Zoom did not respond to a request for an interview. In a press release on Wednesday, the company said it is upgrading to a stronger, 256-bit encryption standard to protect meeting data in transit and provide resistance against tampering. This will be enabled on May 30.

A spokesperson said the company is issuing product updates, providing resources to educate users on how to secure their meetings and conducting a review with third-party experts and users. Zoom says it is also shifting all engineering resources to focus on trust, safety and privacy as well as launching a council of chief information security officers to discuss best practices.

“Major financial institutions around the globe are continuing to use Zoom to keep their trading operations running and to continue their important work with their clients and colleagues on a daily basis,” the spokesperson said.

Are the fears overblown?

Hunt says the concerns around videoconferencing security have been overblown.

“Companies are blacklisting Zoom, but not for the right reasons,” Hunt said. “I think it's paranoia.”

Zoom meeting security can easily be improved by using the software’s basic security settings, for instance by setting passwords for meetings and blocking people who have been kicked out of a meeting from coming back in, Hunt said.

One way to keep uninvited guests from joining Zoom (or Cisco Webex or BlueJeans) meetings is to authenticate users.

“Putting strong authentication on an online meeting is not rocket science,” Hunt said. “I imagine Zoom will soon offer an app for two-factor authentication.”

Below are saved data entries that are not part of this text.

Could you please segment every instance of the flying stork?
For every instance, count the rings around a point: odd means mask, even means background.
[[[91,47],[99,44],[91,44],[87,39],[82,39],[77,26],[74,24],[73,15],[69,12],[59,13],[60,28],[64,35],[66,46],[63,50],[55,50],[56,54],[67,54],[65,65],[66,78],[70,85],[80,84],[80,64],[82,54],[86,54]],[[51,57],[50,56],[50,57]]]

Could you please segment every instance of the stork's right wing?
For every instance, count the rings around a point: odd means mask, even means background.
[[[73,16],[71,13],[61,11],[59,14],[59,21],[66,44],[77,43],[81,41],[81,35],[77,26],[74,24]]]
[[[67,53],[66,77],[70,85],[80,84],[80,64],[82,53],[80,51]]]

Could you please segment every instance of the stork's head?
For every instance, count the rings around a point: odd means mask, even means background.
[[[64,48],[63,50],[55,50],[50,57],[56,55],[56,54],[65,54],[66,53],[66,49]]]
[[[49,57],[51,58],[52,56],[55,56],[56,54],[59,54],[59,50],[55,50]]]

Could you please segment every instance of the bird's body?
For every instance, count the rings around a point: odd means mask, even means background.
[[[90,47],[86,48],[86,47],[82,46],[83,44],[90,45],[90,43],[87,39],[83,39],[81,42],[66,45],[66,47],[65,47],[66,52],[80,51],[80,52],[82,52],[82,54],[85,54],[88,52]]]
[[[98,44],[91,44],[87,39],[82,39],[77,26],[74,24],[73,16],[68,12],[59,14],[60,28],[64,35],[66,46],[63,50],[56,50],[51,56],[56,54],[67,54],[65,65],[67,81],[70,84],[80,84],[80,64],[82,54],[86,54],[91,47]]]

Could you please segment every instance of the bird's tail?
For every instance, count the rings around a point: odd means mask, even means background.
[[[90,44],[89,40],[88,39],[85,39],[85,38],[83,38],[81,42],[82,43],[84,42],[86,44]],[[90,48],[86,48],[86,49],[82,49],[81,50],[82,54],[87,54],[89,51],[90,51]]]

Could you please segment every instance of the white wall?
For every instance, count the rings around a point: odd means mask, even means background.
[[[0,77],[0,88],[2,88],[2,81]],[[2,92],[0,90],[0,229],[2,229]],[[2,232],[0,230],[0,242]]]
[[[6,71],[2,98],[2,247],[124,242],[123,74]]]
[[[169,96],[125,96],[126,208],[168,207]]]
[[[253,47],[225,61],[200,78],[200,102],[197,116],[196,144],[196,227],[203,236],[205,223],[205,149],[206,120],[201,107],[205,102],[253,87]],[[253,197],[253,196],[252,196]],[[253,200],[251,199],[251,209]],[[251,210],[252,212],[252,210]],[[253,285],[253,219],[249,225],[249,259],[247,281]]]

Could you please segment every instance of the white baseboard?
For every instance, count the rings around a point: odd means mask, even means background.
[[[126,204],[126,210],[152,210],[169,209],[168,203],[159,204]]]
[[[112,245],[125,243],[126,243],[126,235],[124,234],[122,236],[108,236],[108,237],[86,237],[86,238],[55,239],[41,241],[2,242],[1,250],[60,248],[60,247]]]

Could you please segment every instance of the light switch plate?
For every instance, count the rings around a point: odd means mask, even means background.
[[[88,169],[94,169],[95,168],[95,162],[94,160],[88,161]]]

The company may have made a few missteps in the early days of the pandemic, but this is understandable, he said.

“Zoom was a niche application just a few months ago,” Hunt said. “It was something kind of cute and nice that we use to make our lives a little better. It was never designed for 200 million concurrent users. And to see a company go through a huge spike in popularity is generally a good thing. The fact that while doing so, it has a little trouble catching up from a security and privacy point of view is completely normal."